On the frescoes and papyruses of ancient Egypt, you can find a strange element in the clothing of the gods or pharaohs. The likeness of a tail, present at the back of a character in the process of some kind of change.
It is always a pacing figure. That is, being in two places or states at the same time. In some temple paintings, the “tail” is painted in three recurring colors. Denoting the “pillar of Jed”-Osiris, ruler of the realm of eternal perfection. What technology allowed the Egyptians to be in more than one place at the same time is unclear. But sculptural images of figures with ground strips on their backs, created from the IV to II millenniums BC, are found in large numbers in the steppes of the middle east.
Called “Scythian women” because of the total ignorance of the time of creation and purpose, these ancient statues are chaotically scattered over a vast, always deserted territory.
With a good state of preservation, they look like in the photo. On the back, they have a distinct “tail” or “braid” starting from the neck or head hoop.
A similar statuette (only made more carefully) was found during the excavations of the Sumerian city. It is believed that it represents the goddess Inanna.
A ground wire – reminiscent of the cable that connects an astronaut going into outer space with his ship – is also present.

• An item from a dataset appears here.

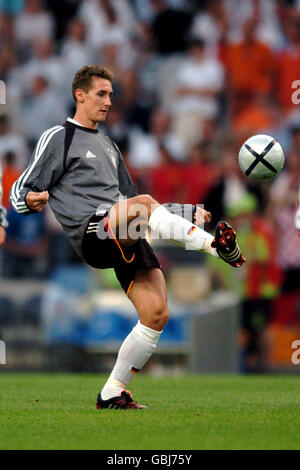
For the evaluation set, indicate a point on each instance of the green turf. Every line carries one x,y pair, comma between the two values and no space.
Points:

But most detailed is the “time lock” on the back of the famous Kernosov idol (ca. III thousand years BC), found in the mounds of the Black Sea region in the 70s of the twentieth century.
To explain the presence of a tail resembling an embryonic rudiment on all the above artifacts, none of the scientists is not even trying.
The rays dissecting space behind Kernosov’s grandfather must symbolize space because scientists consider the rays superimposed as oblique cross bars to be a symbol of heaven and time.
Travelers always found an exit point away from human settlements to avoid panic among the local population. But apparently, when nomadic tribes witnessed human beings appearing out of thin air, they left monuments in those places. Sculptures devoid of facial features, with a band stretching along the back and an incomprehensible object in their hands folded in front of their bellies.
According to the Poincaré hypothesis proved by Grigory Perelman, all dimensions above the three-dimensional tend to curl up into a ball. So time (the 4th dimension) is cyclic and spherical. This means mathematically proving the possibility of moving to the past, moving to the distant future. Such a movement makes us think about managing the development of human civilization by representatives of future generations.